LOVING THEM! Isn't it AMAZING how close our pups stay to us and they check up to keep their pack together when they are younger (all bets are off around 6 months, but preliminary walks like this are a huge help to show being outdoors is a 'we' operation!)

You did a great job letting her find her own way down the rocks. Just being reassuring and let her pick her way down. How cool she went right into that tunnel and over that log too! Carrying treats with you is a great idea too. 

Hey you mustn't be walking right. I always sound as loud as an elephant so I thought everyone should!


----------



## Cassidy's Mom (Mar 30, 2003)

Love this one, she stays right with daddy until you call her and then she comes charging to you. You can tell she's smitten with daddy, she's watching him, waiting for him to catch up. :wub:

Like MRL, I'm a big fan of off leash hikes for puppies too. At that age they have a natural inclination to stay close. By the time they're older and more independent, being off leash in a variety of settings is routine.


----------



## Holmeshx2 (Apr 25, 2010)

She loves her dad to pieces but we are kind of thinkin she loves momma a tiny bit more however he has now started feeding her also and shes evening the love out lol.

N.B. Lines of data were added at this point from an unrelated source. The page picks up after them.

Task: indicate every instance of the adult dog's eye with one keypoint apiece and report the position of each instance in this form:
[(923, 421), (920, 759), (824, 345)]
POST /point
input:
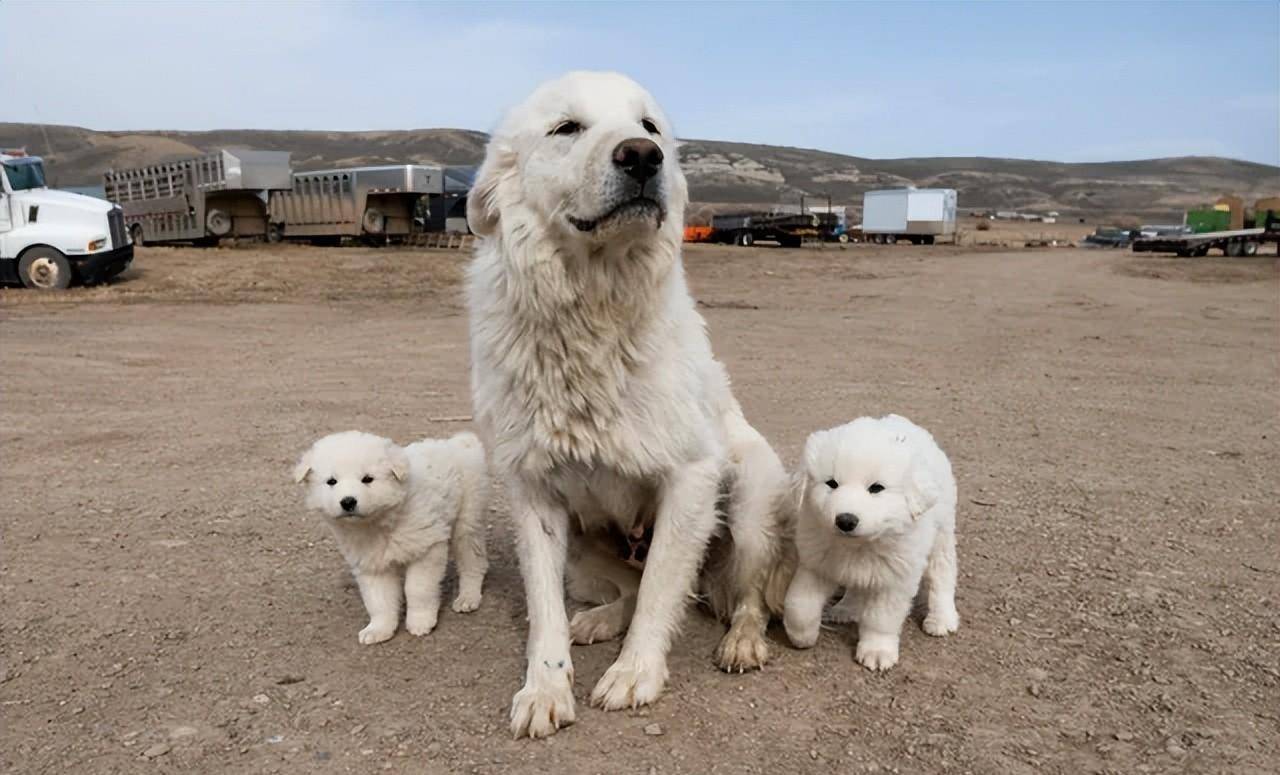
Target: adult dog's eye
[(567, 128)]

Today we walked her to my husbands job on leash and she would walk next to me for 5 seconds then switched sides and walked next to daddy for 5 seconds and kept switching spending the same amount of time between the 2 of us it was hilarious. 

There was a HUGE valley cravas something not sure what to call it and I about broke my neck going down it to get to the other side and almost crawled up it then wanted to video tape her but by the time he let her go and I grabbed my camera she ran down it and up it so had to just show daddy going up it and that she already made it lol. That tunnel got super dark where I couldn't see a thing and she took it both ways like a champ and it's rather long and has 3 turns where you gotta jump down and up into the next one plus it goes under the busy road so right on top of us were cars speeding by and it didn't phase the little tank. It's amazing how sound she is just the other night it was a 2 am potty break and the neighbors in front of us came home drunk crashed their car into their own car int he drive and started yelling like drunken idiots she just looked and kept walking.

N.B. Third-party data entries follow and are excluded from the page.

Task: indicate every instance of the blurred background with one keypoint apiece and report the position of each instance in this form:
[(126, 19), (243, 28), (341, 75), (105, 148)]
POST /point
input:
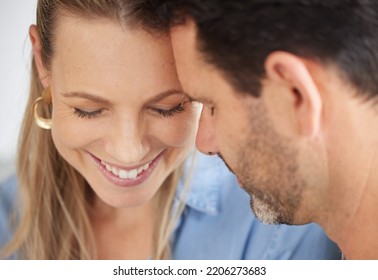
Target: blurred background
[(15, 55)]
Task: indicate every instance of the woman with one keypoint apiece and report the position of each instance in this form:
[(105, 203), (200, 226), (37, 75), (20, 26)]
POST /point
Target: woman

Thanks for the great feed back BTW


----------



## MaggieRoseLee (Aug 17, 2001)

Keep up the good work! 

Lov'em and exercise them, and how wonderful they can be!!!


----------



## onyx'girl (May 18, 2007)

These videos are precious! And they will be treasures when Jinx is an adult. The nerves of these Wildhaus pups are amazing! Not much fazes them for sure!


----------



## Larien (Sep 26, 2010)

Ah I love her, she's the cutest dang thing! And so happy, I love to see a happy puppy who adores it's people, you guys must be great pup parents!


----------



## Kayos and Havoc (Oct 17, 2002)

Ah so this is where Jinx ended up!!! Sounds like she has a great home with you guys. I can't see your pics until I get home from work but I know how cute she is. 

(I was kind of trying to talk hubby into letting me have her, did not work and we have 3 so he said NO!)


----------



## Kayos and Havoc (Oct 17, 2002)

Wonderful pics and she looks very happy with you!


----------